Wspominamy o szczególnej cesze Mężczyzny ze sztuki LaBute’a. Jest w tej postaci zagadka. Oto uznany pisarz, człowiek sukcesu, wkrótce zmieniający stan cywilny, biorący za żonę uroczą młodą dziewczynę studiującą pielęgniarstwo – nagle wyrusza w dłuższą podróż, by odwiedzić swoje byłe kochanki, może narzeczone, z którymi się wiązał – by nagle je porzucić. I po co ta podróż? Dla ekspiacji, którą deklaruje, dla „naprawienia” starych spraw? Pewnie wyjaśnieniem jest rozmowa nr 4, ta z Bobbi, pracującą dziś jako technik medyczny i łudząco podobną do obecnej narzeczonej naszego bohatera. W tej scenie pokazuje nam swoją kolejną cechę: to człowiek niesłychanie obrotny, umiejący jednym spotkaniem załatwić aż dwie sprawy. Jedną z bardziej przejmujących scen tego przedstawienia jest ta, w której Mężczyzna Małeckiego wyciąga z portfela zdjęcie swej obecnej narzeczonej, by pokazać je byłej kochance, z entuzjazmem podkreślając ich podobieństwo. A gdy zapewnia, że w gruncie rzeczy wciąż kocha tylko ją – w głosie Mężczyzny słychać prawdziwe żarliwe uczucie. „Po tobie jeszcze znałam wielu, zgorszenie widzę w oczach twych, cóż, widzisz drogi przyjacielu – wciąż szukałam ciebie w nich” – chciałoby się zacytować przedwojenny szlagier. Wyznanie miłości, która nigdy w gruncie rzeczy się nie wypaliła, tląc się przez lata i wybuchając teraz z siłą Etny? Nie, to jeszcze jeden sposób upokorzenia „kochanej” niegdyś kobiety. Jakeśmy rzekli – nasz Mężczyzna to człowiek bardzo zdolny. Umie reżyserować sytuacje, dokonywać właściwych ludzkich obsad i dobrze to spożytkować (co określa się jako manipulację). Bo cała ta dramatyczna rozmowa, utrwalona w pamięci telefonu – ma być zapewne materiałem do następnej książki. A postać w interpretacji Małeckiego mówi o tym bez jakiejkolwiek żenady z rozbrajającą szczerością jako o czymś absolutnie naturalnym, cóż w tym przecież nagannego, taka praca pisarza, i tyle. A zademonstrowanie zdjęcia obecnej kochanki ma być zadaniem dodatkowego ciosu osobie, którą kiedyś się skrzywdziło.

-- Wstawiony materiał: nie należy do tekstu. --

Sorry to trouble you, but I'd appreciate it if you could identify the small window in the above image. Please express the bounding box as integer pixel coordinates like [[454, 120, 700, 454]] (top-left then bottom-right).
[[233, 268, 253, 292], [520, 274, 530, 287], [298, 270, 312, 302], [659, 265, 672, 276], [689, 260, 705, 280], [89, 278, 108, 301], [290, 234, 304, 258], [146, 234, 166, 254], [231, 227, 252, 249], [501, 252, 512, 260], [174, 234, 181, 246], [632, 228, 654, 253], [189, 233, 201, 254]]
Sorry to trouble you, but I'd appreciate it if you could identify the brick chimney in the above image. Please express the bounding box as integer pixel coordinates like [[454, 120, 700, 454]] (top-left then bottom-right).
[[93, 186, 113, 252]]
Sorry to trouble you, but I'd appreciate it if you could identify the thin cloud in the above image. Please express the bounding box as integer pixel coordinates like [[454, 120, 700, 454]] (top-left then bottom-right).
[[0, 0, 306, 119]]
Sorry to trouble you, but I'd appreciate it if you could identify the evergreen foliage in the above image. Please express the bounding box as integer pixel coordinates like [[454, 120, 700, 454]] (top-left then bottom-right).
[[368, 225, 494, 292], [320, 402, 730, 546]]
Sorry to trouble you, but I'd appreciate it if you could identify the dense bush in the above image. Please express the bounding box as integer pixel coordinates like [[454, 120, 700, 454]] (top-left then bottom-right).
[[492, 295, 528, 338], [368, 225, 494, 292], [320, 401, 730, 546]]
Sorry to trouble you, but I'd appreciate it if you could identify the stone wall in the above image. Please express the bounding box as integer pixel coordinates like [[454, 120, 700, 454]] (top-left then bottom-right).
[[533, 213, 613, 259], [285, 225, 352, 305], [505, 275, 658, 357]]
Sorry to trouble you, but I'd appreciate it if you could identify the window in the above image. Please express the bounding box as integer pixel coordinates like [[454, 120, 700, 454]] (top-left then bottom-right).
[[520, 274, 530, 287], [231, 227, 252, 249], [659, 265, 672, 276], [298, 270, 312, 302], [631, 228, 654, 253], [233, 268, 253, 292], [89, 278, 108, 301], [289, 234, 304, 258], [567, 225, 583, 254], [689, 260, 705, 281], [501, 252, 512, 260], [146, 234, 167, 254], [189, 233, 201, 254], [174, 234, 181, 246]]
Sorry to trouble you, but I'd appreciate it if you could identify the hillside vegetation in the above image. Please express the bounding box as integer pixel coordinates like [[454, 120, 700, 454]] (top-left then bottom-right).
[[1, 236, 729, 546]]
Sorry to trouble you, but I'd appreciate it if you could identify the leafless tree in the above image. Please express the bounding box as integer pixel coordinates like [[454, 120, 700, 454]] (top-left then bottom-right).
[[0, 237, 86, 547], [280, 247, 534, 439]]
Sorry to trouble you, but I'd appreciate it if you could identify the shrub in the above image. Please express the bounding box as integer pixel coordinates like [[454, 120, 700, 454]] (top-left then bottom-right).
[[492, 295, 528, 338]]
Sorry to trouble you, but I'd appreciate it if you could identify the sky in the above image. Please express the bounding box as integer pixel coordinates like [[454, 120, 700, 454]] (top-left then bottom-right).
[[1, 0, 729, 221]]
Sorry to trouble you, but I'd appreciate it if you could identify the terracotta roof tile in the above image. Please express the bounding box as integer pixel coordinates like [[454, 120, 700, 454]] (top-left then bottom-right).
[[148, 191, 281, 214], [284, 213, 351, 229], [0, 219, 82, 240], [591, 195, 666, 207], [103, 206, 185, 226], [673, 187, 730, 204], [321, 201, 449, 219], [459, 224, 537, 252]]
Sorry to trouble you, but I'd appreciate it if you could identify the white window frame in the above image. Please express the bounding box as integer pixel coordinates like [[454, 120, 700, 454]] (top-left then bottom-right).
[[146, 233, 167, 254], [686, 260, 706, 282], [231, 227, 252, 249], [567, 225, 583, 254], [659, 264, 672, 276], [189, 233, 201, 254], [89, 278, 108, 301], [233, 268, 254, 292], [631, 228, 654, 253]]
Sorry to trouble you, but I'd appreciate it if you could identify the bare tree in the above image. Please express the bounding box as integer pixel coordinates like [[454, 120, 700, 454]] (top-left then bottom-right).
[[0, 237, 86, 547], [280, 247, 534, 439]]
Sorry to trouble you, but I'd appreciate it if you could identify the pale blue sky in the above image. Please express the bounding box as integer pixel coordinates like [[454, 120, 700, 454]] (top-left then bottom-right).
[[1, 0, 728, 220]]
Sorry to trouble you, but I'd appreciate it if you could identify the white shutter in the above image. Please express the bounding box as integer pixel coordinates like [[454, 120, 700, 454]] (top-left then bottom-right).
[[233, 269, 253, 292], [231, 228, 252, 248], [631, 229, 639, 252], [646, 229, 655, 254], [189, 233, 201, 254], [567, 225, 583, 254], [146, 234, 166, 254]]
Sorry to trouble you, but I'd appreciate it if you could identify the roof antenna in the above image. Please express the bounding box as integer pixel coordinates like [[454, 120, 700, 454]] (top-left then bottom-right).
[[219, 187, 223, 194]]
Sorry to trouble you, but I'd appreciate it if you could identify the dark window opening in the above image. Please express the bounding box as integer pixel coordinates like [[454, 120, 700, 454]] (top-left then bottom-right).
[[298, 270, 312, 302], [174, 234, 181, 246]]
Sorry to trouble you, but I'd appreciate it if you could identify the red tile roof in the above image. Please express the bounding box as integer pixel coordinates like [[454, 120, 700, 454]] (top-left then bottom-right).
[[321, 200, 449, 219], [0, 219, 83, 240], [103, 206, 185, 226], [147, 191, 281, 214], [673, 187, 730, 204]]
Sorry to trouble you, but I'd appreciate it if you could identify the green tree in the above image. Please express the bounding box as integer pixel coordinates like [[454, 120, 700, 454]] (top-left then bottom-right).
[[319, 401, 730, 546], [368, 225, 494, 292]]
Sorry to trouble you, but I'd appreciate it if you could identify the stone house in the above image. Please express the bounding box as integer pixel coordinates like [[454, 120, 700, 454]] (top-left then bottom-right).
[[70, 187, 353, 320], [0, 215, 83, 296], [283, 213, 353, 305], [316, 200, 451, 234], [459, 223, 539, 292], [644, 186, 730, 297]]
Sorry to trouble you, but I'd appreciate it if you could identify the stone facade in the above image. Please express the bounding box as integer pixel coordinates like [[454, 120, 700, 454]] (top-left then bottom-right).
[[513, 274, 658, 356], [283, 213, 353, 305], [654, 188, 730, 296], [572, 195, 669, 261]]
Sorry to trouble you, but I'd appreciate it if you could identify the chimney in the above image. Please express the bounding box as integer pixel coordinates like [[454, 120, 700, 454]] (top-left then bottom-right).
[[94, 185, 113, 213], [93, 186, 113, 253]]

I jest jeszcze jedna scena – finałowa. A właściwie jedna migawka z tej roli. Mogłoby się wydawać, że te cztery spotkania, a zwłaszcza to ostatnie, zrobią na Mężczyźnie jakieś wrażenie, że to, czego musiał o sobie wysłuchać, czego się o sobie dowiedział złamie go, a przynajmniej będziemy wiedzieć, że te spotkania przeorały go wewnętrznie i nigdy nie będzie już tym, kim był do tej pory. Ale nie – Mężczyzna grany przez Małeckiego lekko tylko się wzdrygnął, coś jak pies otrząsający się z wody po niemiłej kąpieli, wyprostowuje się – i ciepłym, łagodnym głosem przemawia przez telefon do swej obecnej narzeczonej. W domyśle: następnej ofiary.

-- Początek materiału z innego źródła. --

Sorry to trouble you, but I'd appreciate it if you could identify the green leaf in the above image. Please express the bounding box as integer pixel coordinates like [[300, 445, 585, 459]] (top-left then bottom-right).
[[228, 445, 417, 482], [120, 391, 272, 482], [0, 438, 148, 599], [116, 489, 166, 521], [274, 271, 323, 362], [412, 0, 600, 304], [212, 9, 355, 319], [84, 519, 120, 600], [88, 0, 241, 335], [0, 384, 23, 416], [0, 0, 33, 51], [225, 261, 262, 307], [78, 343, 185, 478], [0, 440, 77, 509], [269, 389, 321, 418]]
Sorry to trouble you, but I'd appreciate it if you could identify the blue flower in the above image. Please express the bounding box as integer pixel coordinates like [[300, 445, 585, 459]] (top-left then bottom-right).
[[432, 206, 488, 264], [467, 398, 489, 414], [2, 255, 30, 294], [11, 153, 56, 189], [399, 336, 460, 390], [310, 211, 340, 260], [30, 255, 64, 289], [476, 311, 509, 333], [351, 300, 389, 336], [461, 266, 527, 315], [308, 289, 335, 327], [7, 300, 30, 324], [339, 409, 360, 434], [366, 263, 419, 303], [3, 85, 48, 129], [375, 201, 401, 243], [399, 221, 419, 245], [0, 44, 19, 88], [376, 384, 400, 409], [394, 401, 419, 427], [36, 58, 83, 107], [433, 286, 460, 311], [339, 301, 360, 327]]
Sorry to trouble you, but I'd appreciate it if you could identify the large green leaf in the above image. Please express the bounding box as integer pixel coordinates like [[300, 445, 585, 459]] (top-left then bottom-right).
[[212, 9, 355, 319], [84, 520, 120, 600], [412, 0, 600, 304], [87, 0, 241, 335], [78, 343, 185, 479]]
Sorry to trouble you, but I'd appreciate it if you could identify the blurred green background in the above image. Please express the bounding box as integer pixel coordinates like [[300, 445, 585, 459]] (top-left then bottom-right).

Przemiły człowiek, czyż nie? Mamy w Narodowym komedię, i w dodatku bulwar, prawda? Może jeszcze w dodatku ów Mężczyzna Labute’a to Don Juan alla moderna?

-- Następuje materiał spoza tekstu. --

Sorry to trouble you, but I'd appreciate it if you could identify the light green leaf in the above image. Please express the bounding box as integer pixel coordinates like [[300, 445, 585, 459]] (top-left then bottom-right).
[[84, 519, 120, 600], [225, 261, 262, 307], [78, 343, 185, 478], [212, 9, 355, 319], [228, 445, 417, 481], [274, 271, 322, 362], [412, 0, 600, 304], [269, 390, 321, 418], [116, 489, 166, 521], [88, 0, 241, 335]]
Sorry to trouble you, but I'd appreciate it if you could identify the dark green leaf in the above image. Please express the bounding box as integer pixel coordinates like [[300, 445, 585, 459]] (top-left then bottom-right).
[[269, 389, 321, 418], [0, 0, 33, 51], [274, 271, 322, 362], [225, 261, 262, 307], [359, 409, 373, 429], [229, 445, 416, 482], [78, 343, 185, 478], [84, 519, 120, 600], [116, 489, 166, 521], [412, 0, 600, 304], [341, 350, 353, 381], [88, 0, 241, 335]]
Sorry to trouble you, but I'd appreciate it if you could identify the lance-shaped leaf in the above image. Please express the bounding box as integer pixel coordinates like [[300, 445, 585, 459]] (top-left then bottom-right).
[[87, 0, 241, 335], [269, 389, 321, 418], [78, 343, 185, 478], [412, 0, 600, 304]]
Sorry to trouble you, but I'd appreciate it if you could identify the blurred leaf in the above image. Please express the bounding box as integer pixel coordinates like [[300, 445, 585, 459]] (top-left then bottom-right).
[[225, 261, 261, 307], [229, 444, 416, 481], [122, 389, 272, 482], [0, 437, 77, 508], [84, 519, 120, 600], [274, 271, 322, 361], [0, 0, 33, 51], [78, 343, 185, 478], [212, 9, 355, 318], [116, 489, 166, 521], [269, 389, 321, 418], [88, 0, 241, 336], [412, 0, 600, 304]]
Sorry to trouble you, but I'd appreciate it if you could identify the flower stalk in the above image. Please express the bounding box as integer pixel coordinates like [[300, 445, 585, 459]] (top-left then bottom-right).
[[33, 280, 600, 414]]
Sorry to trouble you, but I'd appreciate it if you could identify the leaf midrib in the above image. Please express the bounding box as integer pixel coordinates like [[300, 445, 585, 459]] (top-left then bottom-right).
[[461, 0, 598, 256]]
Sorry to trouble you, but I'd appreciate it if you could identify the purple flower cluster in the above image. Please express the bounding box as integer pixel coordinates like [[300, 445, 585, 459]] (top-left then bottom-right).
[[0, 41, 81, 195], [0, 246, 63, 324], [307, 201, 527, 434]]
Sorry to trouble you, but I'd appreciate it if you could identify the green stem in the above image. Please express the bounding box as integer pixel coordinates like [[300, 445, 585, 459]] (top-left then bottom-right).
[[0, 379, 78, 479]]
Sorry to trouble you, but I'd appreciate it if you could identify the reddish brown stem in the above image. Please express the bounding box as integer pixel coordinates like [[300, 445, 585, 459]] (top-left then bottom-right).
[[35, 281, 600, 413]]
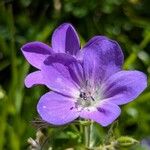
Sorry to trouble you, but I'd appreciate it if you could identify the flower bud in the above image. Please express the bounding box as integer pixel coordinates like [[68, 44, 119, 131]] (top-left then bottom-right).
[[115, 136, 139, 148]]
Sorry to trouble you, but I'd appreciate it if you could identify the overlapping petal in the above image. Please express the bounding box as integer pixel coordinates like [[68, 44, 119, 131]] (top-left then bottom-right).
[[21, 42, 53, 69], [103, 71, 147, 105], [82, 36, 124, 83], [52, 23, 80, 55], [37, 92, 79, 125], [68, 61, 85, 86], [44, 53, 76, 66], [80, 101, 121, 126], [41, 54, 80, 97]]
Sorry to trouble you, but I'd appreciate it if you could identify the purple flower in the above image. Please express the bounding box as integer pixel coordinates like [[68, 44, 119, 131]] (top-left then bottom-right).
[[26, 36, 146, 126], [21, 23, 80, 87], [141, 137, 150, 149]]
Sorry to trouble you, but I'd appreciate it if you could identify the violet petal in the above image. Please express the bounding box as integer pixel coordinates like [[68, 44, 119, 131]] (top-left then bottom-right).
[[41, 56, 80, 97], [52, 23, 80, 55], [25, 71, 45, 88], [68, 61, 85, 86], [103, 71, 147, 105], [82, 36, 124, 83], [44, 53, 76, 66], [80, 101, 121, 126], [21, 42, 53, 69], [37, 92, 79, 125]]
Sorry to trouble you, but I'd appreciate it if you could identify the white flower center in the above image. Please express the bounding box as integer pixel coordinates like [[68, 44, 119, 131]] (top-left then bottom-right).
[[75, 84, 104, 111], [77, 91, 95, 107]]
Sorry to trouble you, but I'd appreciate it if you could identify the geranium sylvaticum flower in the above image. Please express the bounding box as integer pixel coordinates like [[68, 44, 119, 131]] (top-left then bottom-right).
[[21, 23, 81, 88], [22, 34, 147, 126]]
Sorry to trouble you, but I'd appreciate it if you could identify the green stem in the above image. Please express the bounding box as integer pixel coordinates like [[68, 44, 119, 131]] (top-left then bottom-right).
[[84, 120, 93, 149]]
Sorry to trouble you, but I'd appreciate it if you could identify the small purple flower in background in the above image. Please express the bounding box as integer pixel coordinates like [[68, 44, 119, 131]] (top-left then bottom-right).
[[21, 23, 80, 88], [21, 24, 147, 126], [24, 36, 146, 126], [141, 137, 150, 149]]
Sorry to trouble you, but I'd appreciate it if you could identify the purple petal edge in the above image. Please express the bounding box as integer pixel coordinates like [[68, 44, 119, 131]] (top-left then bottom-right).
[[80, 101, 121, 126], [52, 23, 80, 55], [103, 70, 147, 105], [37, 92, 79, 125], [21, 41, 53, 69], [25, 71, 45, 88]]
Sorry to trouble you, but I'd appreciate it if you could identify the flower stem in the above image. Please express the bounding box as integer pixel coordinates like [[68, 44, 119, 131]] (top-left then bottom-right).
[[84, 120, 93, 149]]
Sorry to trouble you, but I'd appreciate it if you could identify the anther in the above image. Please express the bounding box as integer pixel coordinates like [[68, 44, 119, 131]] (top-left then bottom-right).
[[79, 92, 87, 100], [91, 96, 95, 101]]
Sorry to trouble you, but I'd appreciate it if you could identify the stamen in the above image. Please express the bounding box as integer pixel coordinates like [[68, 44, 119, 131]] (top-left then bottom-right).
[[79, 92, 87, 100], [91, 96, 95, 101], [77, 84, 102, 110]]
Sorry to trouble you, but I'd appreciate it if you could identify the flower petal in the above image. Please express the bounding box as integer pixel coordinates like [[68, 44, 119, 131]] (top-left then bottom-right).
[[44, 54, 84, 86], [82, 36, 124, 84], [25, 71, 44, 88], [21, 42, 53, 69], [41, 54, 80, 97], [37, 92, 79, 125], [44, 53, 76, 66], [68, 61, 85, 86], [103, 71, 147, 105], [52, 23, 80, 55], [80, 101, 121, 126]]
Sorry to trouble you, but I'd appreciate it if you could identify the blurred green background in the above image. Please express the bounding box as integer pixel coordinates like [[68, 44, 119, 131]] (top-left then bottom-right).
[[0, 0, 150, 149]]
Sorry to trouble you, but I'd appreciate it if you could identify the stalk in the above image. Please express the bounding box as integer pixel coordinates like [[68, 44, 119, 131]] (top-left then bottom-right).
[[84, 120, 93, 149]]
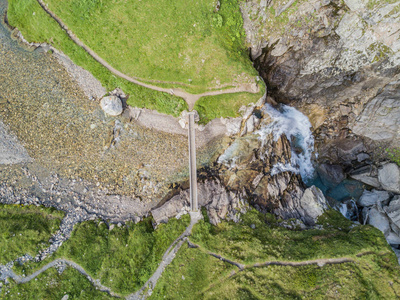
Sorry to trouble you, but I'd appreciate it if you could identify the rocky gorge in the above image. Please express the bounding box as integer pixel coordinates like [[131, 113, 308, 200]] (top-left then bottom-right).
[[1, 0, 400, 297]]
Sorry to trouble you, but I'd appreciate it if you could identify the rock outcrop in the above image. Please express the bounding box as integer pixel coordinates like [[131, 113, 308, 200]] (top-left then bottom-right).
[[242, 0, 400, 160], [151, 179, 249, 226]]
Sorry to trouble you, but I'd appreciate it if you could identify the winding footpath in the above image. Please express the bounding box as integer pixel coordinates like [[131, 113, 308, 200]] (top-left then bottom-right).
[[1, 216, 392, 300], [35, 0, 259, 110], [127, 211, 203, 300], [0, 259, 120, 298]]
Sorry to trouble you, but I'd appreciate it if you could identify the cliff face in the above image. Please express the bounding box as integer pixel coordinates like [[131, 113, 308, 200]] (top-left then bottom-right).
[[242, 0, 400, 161]]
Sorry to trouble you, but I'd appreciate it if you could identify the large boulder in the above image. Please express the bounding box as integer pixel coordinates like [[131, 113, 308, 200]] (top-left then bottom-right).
[[357, 189, 390, 207], [350, 165, 381, 189], [378, 163, 400, 194], [317, 164, 345, 188], [151, 194, 189, 224], [100, 96, 123, 116], [218, 136, 260, 169], [367, 207, 390, 235], [298, 185, 330, 225]]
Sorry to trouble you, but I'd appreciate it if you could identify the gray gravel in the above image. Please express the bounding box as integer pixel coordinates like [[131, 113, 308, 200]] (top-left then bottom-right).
[[0, 120, 31, 165]]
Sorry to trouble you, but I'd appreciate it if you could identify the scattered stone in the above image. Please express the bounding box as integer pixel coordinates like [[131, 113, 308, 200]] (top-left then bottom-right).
[[384, 196, 400, 227], [378, 163, 400, 194], [100, 96, 123, 116], [357, 189, 390, 207]]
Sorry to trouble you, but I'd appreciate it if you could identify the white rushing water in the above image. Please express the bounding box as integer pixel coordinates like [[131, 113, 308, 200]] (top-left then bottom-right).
[[257, 104, 315, 181], [218, 103, 315, 182]]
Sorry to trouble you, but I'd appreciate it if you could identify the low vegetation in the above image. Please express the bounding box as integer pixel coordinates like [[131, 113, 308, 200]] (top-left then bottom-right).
[[190, 209, 392, 264], [40, 0, 257, 93], [2, 267, 114, 299], [7, 0, 264, 121], [199, 255, 400, 299], [7, 0, 187, 117], [0, 204, 64, 264], [151, 209, 400, 298], [13, 214, 190, 296], [194, 83, 265, 124], [387, 147, 400, 166], [2, 205, 400, 298]]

Kim jest mężczyzna stworzony na małej scenie przez Grzegorza Małeckiego? Pozornie miły, czarujący, w rzeczywistości manipulant bez najmniejszych wyrzutów sumienia wykorzystujący ludzi, wchodzący jedynie w płytkie relacje oparte na eksploatowaniu oddanych i ufających mu osób, głęboko nimi gardzący i traktujący je czysto przedmiotowo, patologiczny kłamca z chaotycznym życiem intymnym, jednostka świadoma norm etycznych, a zarazem świadomie je depcząca, uparcie powtarzająca najgorsze uczynki. Sądzę, że słynny amerykański psychiatra, doktor Hervey Cleckley, autor słynnej swego czasu książki Mask of Sanity, obejrzawszy rolę Grzegorza Małeckiego, bez cienia wątpliwości wydałby diagnozę: podręcznikowe studium osobowości dyssocjalnej, zwanej w skrócie psychopatią – i polecił przedstawienie Suchockiej wszystkim studiującym psychiatrię kliniczną. Kogoś takiego jak ów Mężczyzna można spotkać na ulicy, widzi się takich w urzędach, w redakcjach, często zasiadają za korporacyjnymi biurkami na eksponowanych stanowiskach. Wchodzą w życie kolejnych osób, zostawiając je głęboko poranionymi tak, że podobnie jak cztery kobiety ze sztuki LaBute’a latami wychodzą z głębokiego wstrząsu. Co jest w tej aktorskiej kreacji naprawdę przerażające – to to, że Małecki zagrał ją na w gruncie rzeczy ściszonych rejestrach. Żadnej przesady, grania tematu psychicznego sadyzmu, jakiejkolwiek chorej satysfakcji z czynionego zła. Jego zło jest absolutnie banalne. Rola wspaniała, bardzo zniuansowana, nieprzerysowana w żadnym detalu. Niesłychanie prawdziwa i wcale nie zdziwiłbym się, gdyby Małeckiego spotkało to, co było udziałem Romana Wilhelmiego po roli Pochronia w filmowych Dziejach grzechu: długo jeszcze spora część widzów nie mogła mu darować tego, co jego postać czyniła na filmowym ekranie. Prywatnie może to mało wygodne, ale paradoksalnie – trudno o większy komplement dla aktora.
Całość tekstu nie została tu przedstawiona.